By Brian Cameron

London - 8th June 2019


The Congress of Vienna 1815

After the defeat of Napoleon the rulers of Europe gather to decide the fate of nations

Game Concepts

1814 and Napoleon Bonaparte, the so-called 'Ogre of Europe', has been defeated by the Allied Nations! The wars which have ravaged Europe for 20 years are over. During that time the boundaries of European countries have been drawn and redrawn. Many states which existed at the start of the war no longer do so, a number of new states have been formed and the boundaries of virtually all have been altered.

With the final defeat of Napoleon and France occupied, the great and good of the powers who allied against Napoleon - Great Britain, Prussia, Russia, Austria - along with a number of the smaller powers are meeting in Vienna to draw the map of Europe once again. Europe as it is mapped out at Vienna will be the foundation for a balance of power between all the states so that peace will endure for decades. It is thus recognised that France, restored to its former rulers, will have a part to play in that peace and is thus also represented at the Congress.

There won't be any military operations; all the powers are too exhausted by the long struggle to continue military operations. Failure to agree by the end of the game will pose a threat to the existence of the powers represented in the game as the forces of nationalism and liberalism are loosed once more. There is thus an incentive to reach a final agreement.
The game thus has both a cooperative aspect (the players must reach an agreement or they all lose) and a competitive one (in which teams attempt to achieve as many of their objectives as possible).

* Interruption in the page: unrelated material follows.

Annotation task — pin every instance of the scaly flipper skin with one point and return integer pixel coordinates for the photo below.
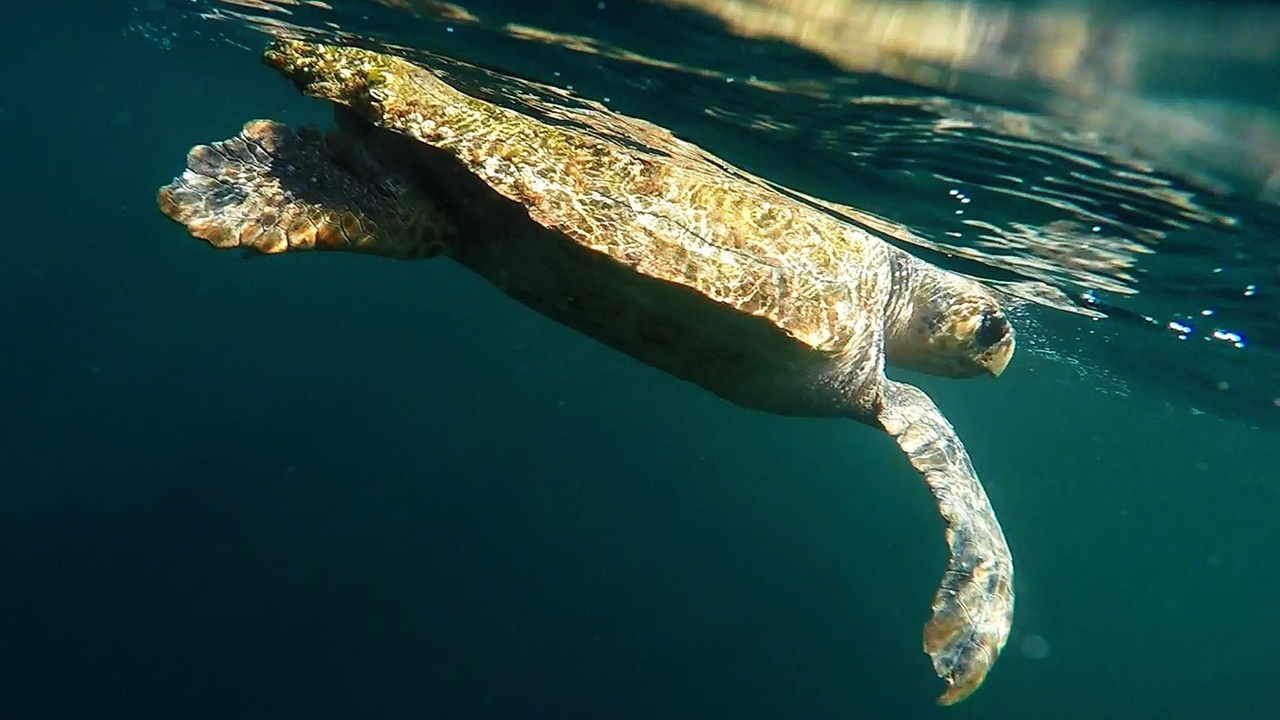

What are the player roles? Players will be organised into teams representing Great Britain, France, Prussia, Russia and Austria. There will be a number of smaller teams to represent the lesser powers of eg the Papacy, Spain and Savoy (full list below).

What are the players doing? They are negotiating with the other teams to agree a series of deals which involve swapping, gaining and possibly losing territories so that a compromise is agreed which meets at least the minimum objectives of each team and produces a balance of power between the larger powers. In agreeing changes of boundaries and territory, teams will have to consider a number of aspects: historical claims, connection of new territories to established territories, population and the navigation of rivers (which are important for trade). The fate of a large number of overseas colonies must also be determined.
Each team has a brief as to which territories they desire and the preference for the fate of other areas.

How will the game operate? Each team will have a table at which its members can meet and discuss progress towards their objectives (there will be a period in each turn during the player must return to their team table. There will also be a large table for a plenary session and small tables at which bilateral and multilateral discussions can be held. A number of maps which illustrate the boundaries of Europe and the ownership of colonies prior to the war, at critical stages of the war and the current state. Small versions of the map will aid the discussions and a large map on the plenary table will be updated to reflect agreements made.
It will be for the player decide how the discussions proceed; as few issues impact all the powers, it will be possible to set up sub-committees if desired.

Is this a new game? The game has run twice previously, in 1998 and 2006. Based on that experience of those games and the 12 years of designing since then, some changes will be made to the game team briefings to provide further information which will enable them to better judge the relative value of various possible deals. New maps are being produced to bring them up to modern standards.

You might like this game if you liked: the Washington Conference megagame; historical games in general.

Player Teams / Numbers

Great Britain 5
France 5
Prussia 5
Austria 5
Russia 5
Bavaria 3
Holland 3
Papacy 3
Savoy 3
Spain 3
Sweden 3

With only a small control team required, this is a relatively small game (45) by comparison with many megagames these days so get in quick if it sounds like your glass of wine.
Note: The Congress of Vienna was also referred to as The Dancing Congress because of the immense number of balls and entertainments arranged for the vast number of distinguished delegates.